Presidents can’t always do anything they want to do, of course. Congress also has a say in what they do, or at least it would have if congressmen decided to actually do their jobs and govern the country instead of finding ways to avoid working with each other. And then there’s the Supreme Court, which often interrupts the plans of both presidents and congressmen. Those facts alone should dispel any fears about having your guns taken away from you, or that Obama ever could have imposed socialism — real socialism, not the programs Obama actually proposed that people called socialism — on the nation.

In addition, most of what happens in the world is out of the president’s control. It was silly when Obama was being blamed for the high price of gasoline, and it’s just as silly for him to take credit for the current low prices, which he did recently. He isn’t responsible for the recent spate of police shootings involving black citizens. George Bush wasn’t to blame for the Hurricane Katrina disaster, either.

That said, a president does have considerable power that can mitigate a problem like Katrina. Bush’s response to the storm was rather shaky, and that made it worse. Jimmy Carter erred when he publicly allowed the deposed Shah of Iran into the country, with the result that a number of American diplomats and other officials ended up spending 444 days as hostages.

What this all means is that Americans should elect their presidents carefully, especially when it comes to the promises they make. It’s quite easy to promise, as both Clinton and Trump have, to create X number of jobs. They should be pressed to tell us what steps they would take to keep that promise, how much it would cost and where the money would come from to do so. They should also be asked whether keeping a promise is even possible — constitutionally, politically and practically.

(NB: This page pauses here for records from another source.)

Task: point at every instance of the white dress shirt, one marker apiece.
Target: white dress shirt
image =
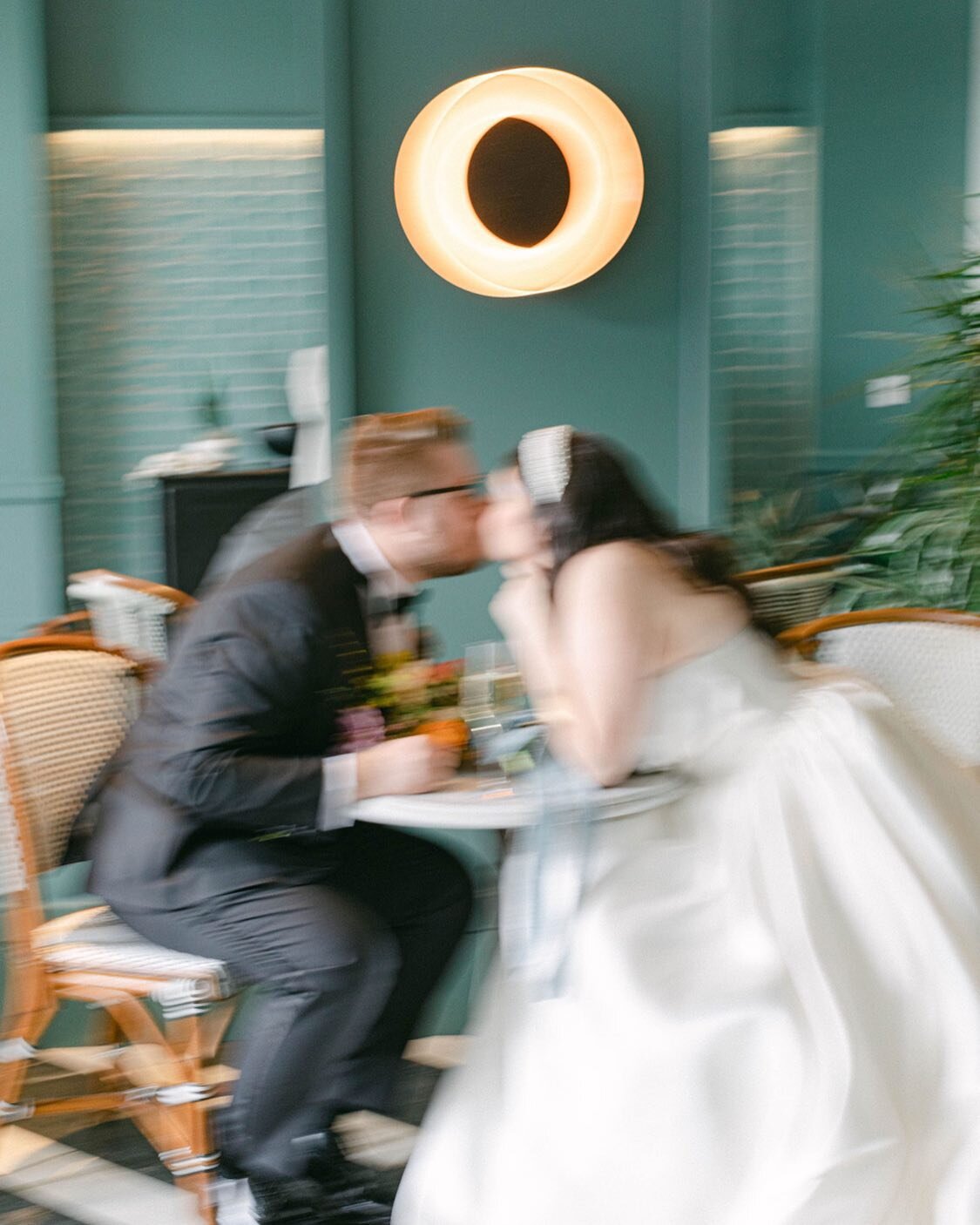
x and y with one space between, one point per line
388 636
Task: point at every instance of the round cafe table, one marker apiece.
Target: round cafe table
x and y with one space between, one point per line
474 802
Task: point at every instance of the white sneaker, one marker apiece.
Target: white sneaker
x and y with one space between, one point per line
235 1203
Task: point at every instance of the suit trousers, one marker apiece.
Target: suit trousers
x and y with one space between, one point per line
346 959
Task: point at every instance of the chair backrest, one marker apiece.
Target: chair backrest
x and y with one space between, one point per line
127 612
65 706
787 596
926 660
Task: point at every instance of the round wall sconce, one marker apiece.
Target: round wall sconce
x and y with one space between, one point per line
519 181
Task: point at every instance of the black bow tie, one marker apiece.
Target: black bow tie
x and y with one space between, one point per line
383 606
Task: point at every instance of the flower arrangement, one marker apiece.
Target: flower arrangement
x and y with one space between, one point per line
402 696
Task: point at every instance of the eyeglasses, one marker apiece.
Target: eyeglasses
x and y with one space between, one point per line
472 488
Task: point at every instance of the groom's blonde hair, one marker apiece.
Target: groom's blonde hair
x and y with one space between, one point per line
389 455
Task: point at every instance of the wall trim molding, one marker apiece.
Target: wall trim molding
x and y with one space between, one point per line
39 489
74 123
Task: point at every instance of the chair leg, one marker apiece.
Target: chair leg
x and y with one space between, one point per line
16 1053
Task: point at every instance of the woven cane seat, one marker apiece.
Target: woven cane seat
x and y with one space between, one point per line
930 669
64 714
94 941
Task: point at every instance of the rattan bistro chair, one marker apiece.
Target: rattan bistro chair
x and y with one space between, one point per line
926 660
129 612
787 596
65 705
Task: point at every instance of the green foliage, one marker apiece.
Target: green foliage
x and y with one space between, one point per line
777 530
924 546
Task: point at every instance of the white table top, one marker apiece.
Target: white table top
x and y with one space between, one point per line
470 802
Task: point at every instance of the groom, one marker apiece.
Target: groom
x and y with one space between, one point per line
226 829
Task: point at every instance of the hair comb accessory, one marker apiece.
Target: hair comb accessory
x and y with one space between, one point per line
545 461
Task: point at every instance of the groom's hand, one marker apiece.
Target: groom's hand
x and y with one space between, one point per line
404 767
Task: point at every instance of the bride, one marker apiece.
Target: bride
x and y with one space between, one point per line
771 1006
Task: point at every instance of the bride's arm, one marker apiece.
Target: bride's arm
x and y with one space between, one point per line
587 657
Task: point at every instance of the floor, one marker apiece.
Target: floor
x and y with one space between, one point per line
68 1170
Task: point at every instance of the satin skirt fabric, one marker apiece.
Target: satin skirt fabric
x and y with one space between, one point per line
771 1013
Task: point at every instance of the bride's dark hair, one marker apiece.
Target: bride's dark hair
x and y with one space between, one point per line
605 501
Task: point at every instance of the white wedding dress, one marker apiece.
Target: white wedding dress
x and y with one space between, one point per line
772 1006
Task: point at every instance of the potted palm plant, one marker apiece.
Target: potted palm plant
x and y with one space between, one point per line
923 548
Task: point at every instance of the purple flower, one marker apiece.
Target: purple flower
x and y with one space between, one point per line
361 728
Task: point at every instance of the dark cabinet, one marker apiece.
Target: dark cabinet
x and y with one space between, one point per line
201 507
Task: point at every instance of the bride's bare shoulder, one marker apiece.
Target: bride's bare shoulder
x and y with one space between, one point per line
612 566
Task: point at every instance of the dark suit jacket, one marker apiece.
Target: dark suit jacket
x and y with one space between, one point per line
229 746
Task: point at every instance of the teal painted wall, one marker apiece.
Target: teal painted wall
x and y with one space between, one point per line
893 93
602 355
208 59
762 62
30 484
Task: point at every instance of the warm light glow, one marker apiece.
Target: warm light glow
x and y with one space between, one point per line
747 135
146 139
605 173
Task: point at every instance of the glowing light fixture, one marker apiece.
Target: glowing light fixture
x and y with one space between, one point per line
519 181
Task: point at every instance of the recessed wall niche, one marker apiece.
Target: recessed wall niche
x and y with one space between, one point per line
181 259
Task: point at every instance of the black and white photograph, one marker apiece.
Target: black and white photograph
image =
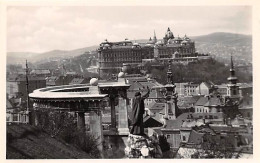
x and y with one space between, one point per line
129 81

What we really need to know, though, is whether they have the knowledge, the insight, the judgment and the temperament to effectively do what we expect from them, as well as the flexibility to adapt when something we don’t expect happens. That’s difficult, maybe even impossible for us as citizens watching an election campaign. But we can listen to what they say and watch how they react when asked a difficult question or when the validity of something they say is challenged.

Then we need to remember something. The job of president of the United States in this century is an incredibly complex and difficult one. No one — not Trump, not Clinton, not even a clone of Ronald Reagan — is fully equipped to do all the things required of the president equally well. They will make mistakes and exercise poor judgment. They will try things that fail. We have to expect that.

Flawed men have been in the White House before, and nearly all of them have made errors and had failures. But our nation is stronger than the one person who occupies the White House, and as a people, we have the power to preserve the nation even if the president fails.

To do it, though, requires us to be united in the effort, regardless of who wins in November.